With athletes constantly searching for ways to improve performance, a common pattern is the compression of more training into the same amount of time. An increase in stimulus however is not linearly related to an increase in performance. Increase in stimulus results in an increased requirement for recovery. With more stimulus (training), and less recovery (resting), a point is reached where the application of more training becomes counter-productive.

This is expressed in figure one. A small amount of training (training volume on the horizontal x axis) elicits a drastic response (benefit on the vertical y axis). The rate of return tapers off (though continues to increase at a lower rate) as more training is added. The apex of the curve indicates the point where the ideal state has been reached. Beyond this point, the addition of further stimulus causes a reduction in performance. The reduction is drastic, with overtraining causing considerable system wide failure of performance.

Figure 1

Theoretically, if recovery can be sufficient to repair the damage caused by training, the line of improvement will continue to infinity. This of course is only a theoretical template, and in reality this is simply not the case.

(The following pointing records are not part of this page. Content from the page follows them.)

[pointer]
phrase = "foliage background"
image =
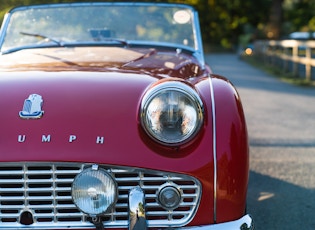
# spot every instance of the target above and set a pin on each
(230, 23)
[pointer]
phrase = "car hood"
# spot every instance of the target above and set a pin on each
(89, 116)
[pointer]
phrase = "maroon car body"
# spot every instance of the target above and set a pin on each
(72, 107)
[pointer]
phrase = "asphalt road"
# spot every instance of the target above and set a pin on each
(281, 126)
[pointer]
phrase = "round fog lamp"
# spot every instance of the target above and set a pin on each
(169, 197)
(94, 191)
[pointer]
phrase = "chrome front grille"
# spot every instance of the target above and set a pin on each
(38, 195)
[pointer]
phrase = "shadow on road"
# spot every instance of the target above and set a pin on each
(276, 204)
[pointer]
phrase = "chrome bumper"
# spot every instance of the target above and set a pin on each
(137, 218)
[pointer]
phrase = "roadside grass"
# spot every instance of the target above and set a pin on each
(276, 72)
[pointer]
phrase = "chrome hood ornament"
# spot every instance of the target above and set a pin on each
(32, 108)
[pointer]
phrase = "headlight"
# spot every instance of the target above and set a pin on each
(172, 113)
(94, 191)
(169, 196)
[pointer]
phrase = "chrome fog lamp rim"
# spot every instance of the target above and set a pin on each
(169, 196)
(172, 113)
(94, 191)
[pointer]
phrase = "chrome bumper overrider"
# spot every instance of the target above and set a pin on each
(137, 217)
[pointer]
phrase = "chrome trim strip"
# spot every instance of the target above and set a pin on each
(214, 151)
(244, 223)
(137, 217)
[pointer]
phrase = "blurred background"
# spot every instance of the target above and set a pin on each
(227, 25)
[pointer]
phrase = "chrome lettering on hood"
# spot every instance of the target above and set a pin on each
(47, 138)
(32, 108)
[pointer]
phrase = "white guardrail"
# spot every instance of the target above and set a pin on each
(290, 56)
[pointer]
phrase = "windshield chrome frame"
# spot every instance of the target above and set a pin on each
(197, 52)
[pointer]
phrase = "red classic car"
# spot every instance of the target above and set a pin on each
(111, 119)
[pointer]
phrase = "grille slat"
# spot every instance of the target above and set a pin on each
(44, 190)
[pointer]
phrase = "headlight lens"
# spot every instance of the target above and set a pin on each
(94, 191)
(172, 113)
(169, 197)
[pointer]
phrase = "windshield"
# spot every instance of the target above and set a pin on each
(100, 23)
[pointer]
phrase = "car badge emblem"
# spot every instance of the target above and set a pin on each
(32, 108)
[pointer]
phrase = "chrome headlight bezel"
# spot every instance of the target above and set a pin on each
(171, 99)
(99, 186)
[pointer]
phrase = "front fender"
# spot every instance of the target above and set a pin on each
(232, 151)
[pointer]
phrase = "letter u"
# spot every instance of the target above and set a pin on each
(21, 138)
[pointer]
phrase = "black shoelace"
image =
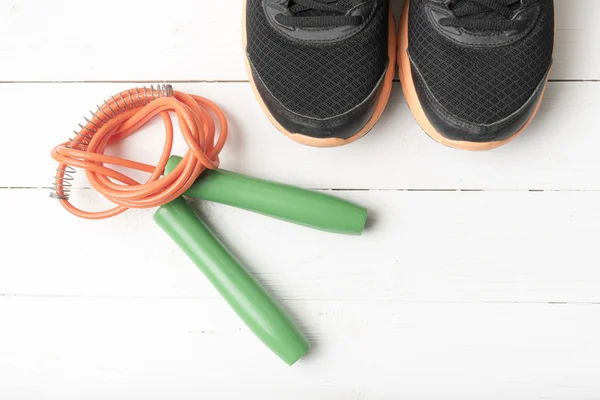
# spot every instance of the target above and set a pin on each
(475, 15)
(317, 14)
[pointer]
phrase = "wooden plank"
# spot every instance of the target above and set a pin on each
(558, 152)
(419, 247)
(70, 348)
(192, 40)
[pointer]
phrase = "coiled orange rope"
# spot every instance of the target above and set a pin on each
(122, 116)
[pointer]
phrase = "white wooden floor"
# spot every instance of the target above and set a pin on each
(479, 277)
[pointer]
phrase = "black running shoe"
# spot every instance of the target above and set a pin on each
(474, 71)
(321, 69)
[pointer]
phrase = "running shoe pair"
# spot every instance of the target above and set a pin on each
(473, 72)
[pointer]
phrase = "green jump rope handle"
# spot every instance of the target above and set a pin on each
(288, 203)
(243, 293)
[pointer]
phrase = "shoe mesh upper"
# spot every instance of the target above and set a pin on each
(481, 85)
(318, 80)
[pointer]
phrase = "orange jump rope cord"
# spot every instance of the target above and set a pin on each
(122, 116)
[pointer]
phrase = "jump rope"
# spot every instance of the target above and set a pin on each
(204, 127)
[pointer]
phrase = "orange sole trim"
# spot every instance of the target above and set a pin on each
(414, 104)
(384, 96)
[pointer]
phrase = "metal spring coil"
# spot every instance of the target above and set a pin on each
(124, 101)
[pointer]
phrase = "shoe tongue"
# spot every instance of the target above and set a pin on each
(343, 4)
(491, 14)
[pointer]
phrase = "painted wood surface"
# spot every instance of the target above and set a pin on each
(477, 278)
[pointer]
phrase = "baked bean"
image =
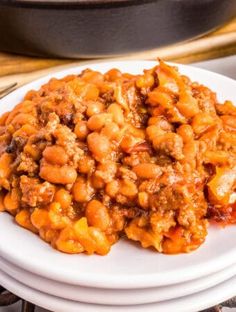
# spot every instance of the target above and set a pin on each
(97, 215)
(102, 244)
(145, 81)
(110, 130)
(81, 229)
(33, 151)
(86, 165)
(81, 130)
(92, 76)
(117, 113)
(128, 188)
(97, 182)
(229, 122)
(201, 122)
(147, 171)
(96, 122)
(2, 207)
(158, 97)
(99, 145)
(94, 108)
(23, 219)
(113, 74)
(153, 131)
(143, 199)
(67, 241)
(58, 221)
(22, 119)
(90, 92)
(58, 175)
(82, 190)
(12, 200)
(5, 165)
(186, 132)
(63, 197)
(40, 218)
(112, 188)
(56, 155)
(91, 157)
(187, 105)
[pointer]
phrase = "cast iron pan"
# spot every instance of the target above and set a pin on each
(99, 28)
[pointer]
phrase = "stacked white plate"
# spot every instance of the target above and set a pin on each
(129, 278)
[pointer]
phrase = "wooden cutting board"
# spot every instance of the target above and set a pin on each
(221, 42)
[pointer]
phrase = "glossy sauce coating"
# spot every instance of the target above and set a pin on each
(89, 158)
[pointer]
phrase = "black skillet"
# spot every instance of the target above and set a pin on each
(99, 28)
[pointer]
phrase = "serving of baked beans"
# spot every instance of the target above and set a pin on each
(92, 157)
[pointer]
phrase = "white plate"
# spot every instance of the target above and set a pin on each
(127, 265)
(115, 296)
(190, 303)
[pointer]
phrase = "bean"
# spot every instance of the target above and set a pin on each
(83, 236)
(81, 130)
(94, 108)
(112, 188)
(56, 155)
(90, 92)
(55, 174)
(2, 207)
(186, 132)
(67, 241)
(63, 197)
(82, 190)
(143, 199)
(22, 119)
(86, 165)
(113, 74)
(128, 188)
(40, 218)
(111, 131)
(147, 171)
(201, 122)
(117, 113)
(229, 122)
(12, 200)
(23, 219)
(97, 182)
(97, 215)
(5, 165)
(157, 97)
(99, 145)
(153, 131)
(102, 244)
(96, 122)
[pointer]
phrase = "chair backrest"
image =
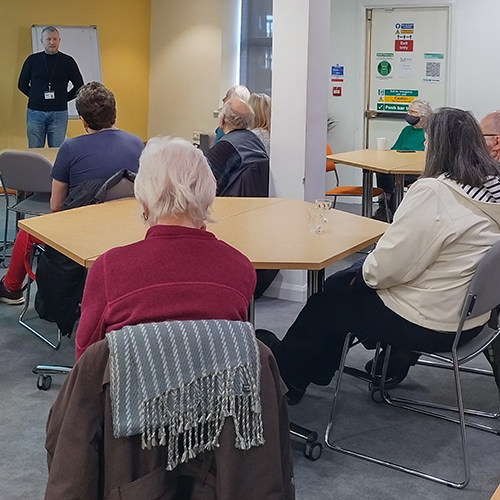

There becomes a point where 'hard work' becomes detrimental. The further back we can push that point, the more we can train to maximise performance. The way to move that point is by improving rate of recovery.

Consider the question of whether there are further initiatives (in addition to improving rate of recovery) that could be taken to push the curve above to the right. Ways in which we can increase the amount of training we can do without the negative effects of overtraining. What if we could modify the delivery of the stimulus itself to increase the amount of stimulus we can safely apply?

We have developed a template which aims to do just this. It requires a long term approach to programming and a departure from 'what do I feel like doing today?'
Each type of session you complete is assigned a value based on its effect on your neuromuscular system. When assigning values we take into account:

  • Session type (eg: strength/conditioning etc.).
  • Size of the muscle groups being trained.
  • Amount of load lifted.
  • Volume.
  • The presence or absence of rest during the session.
  • Empirical experience with how various session types 'feel'.

We've found a rating of 1-4 is effective in categorising almost every session type and results in a Neuromuscular Fatigue Rating (NMF rating). A NMF rating of one is attributed to a session with low neuromuscular fatigue, while four indicates the highest level of neuromuscular fatigue.

Examples of ratings are:

NMF 4:

  • Sprint, agility and resisted sprint (including hill sprints, stair climb sprints, prowler pushes, sled drags at very high intensity).
  • Heavy and moderately heavy barbell metcon sessions.
  • Very high rep bodyweight stamina.

NMF 3:

  • Power lifting sessions.
  • Olympic lifting sessions.
  • Conditioning sessions (standard 'WODs').
  • Interval training sessions (monostructural).
  • Swim sessions.

NMF 2:

  • Continuous cardiovascular sessions (eg: 5km run/row etc).

NMF 1:

  • Weighted upper body bodyweight strength sessions.
  • Low or moderate rep bodyweight stamina involving only one movement.

Using this rating system, we can plan waves of training, with a wave beginning with a high NMF load and reducing as the wave progresses. The session types with the highest NMF ratings are usually also those which you will elicit the greatest benefit from completing fresh - so this system works well.

A template of two waves per week has proven effective. By adding together the values of the sessions you complete every day, you can determine an accurate representation of the effect of that day's training on your neuromuscular system. The loads of a high volume and intensity training program (3-4 months from intended peak) are outlined below. The first wave is three days long, culminating with a lighter day (Wednesday) with a rating of five (this day includes no sessions with a rating of over 2). Wave two is four days long. The extra day of training justifies a complete rest day at the end of the wave with a rating of 0.

Monday: 9
Tuesday: 9
Wednesday: 5
Thursday: 10
Friday: 9
Saturday: 8
Sunday: 0

Graphically, this system of training can be expressed in figure two, with the wave pattern becoming apparent.

Figure 2

This is a practical template that can be applied to training to ensure that the point of diminished returns is pushed as far to the right of the curve as possible. It allows higher volume of training while minimising the negative effects of this training.